The next afternoon we were joined by Donna’s siblings, Barb and Rich. We would meet in the morning and walk to Stearn’s Wharf, a little less than a mile away, grab a cup of coffee, and walk on. One morning as we were leaving the far end of the wharf, a woman who had been doing yoga, called to us, saying she and a fisherman had just seen the tail fins of a whale. We scanned the water for several minutes but never saw anything. We did spot a seal a hundred yards away from us, then disappear; our story is he was dragged under by a Great White shark, which bit into the whiskery fellow like a Juicy Fruit.

Our daughter Eileen and her husband Andrew caught up with us on Thursday and joined us as they were able. We always have fun with them, and this trip was no different.

One morning we visited State Street, the town’s main commercial throughway, with boutique hotels, attractions, shops, restaurants and bars. “Funk Town” is an area with boutique tasting rooms, cafes, galleries, and shops. There’s even an Urban Wine Trail — a self-guided trail of 20+ tasting rooms representing Santa Barbara County wines.

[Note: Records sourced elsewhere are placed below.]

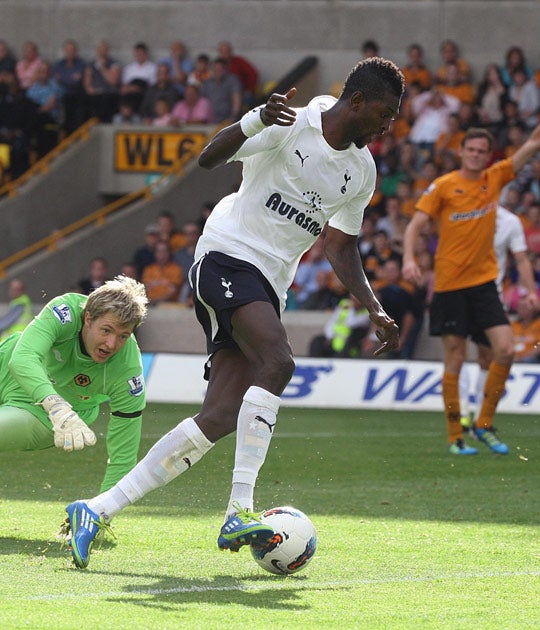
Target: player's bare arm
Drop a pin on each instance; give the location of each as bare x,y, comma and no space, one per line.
342,252
227,142
410,269
527,150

Another day we rented a car and drove to Solvang, a village in Santa Barbara’s wine country. At the concierge’s recommendation, we took Rte. 154, a winding two-lane road through beautiful scenery – wineries and ranches interspersed among the hills and valleys of Los Padres National Forest and Cachuma Lake. While much of the scenery was spectacular, we also saw the ravages of the recent wildfires – acres of the charred remains of trees and vegetation on both sides of the road in some parts.

We also visited the Santa Barbara Mission, established in 1786 by the Spanish Franciscans, with the first buildings, some of which still stand, being built in the 1790s. The purpose of the mission was to convert the Chumash Indians, who dominated the area. The Mexican government secularized the Mission in 1834, and during the 1830s Mexico and the Catholic Church played tug-of-war over control. After California became part of the United States, President Abraham Lincoln returned the Mission to the Church in 1865.

The Mission tour is powerful, taking you through the ancient buildings; displays of old tools and implements, memorabilia such as a photo of Babe Ruth with the friars, old chapel ornaments, and other historic artifacts; the interior grounds that feature a garden and cemetery; and the chapel, with a magnificent altar and brightly colored side walls. The buildings sit on a hill that overlooks the ocean, and at the foot of the property is a massive rose garden.

The Mission was especially poignant for me. My maternal grandfather, Grandpa Earl, had written in his autobiography about visiting the site in the 1930s. It was cool to think of him walking on the same path as me.

Donna and I had a great time with Barb and Rich. We all get along very well and really enjoyed spending time together and sharing some wonderful experiences together. We’re already planning our next vacation together.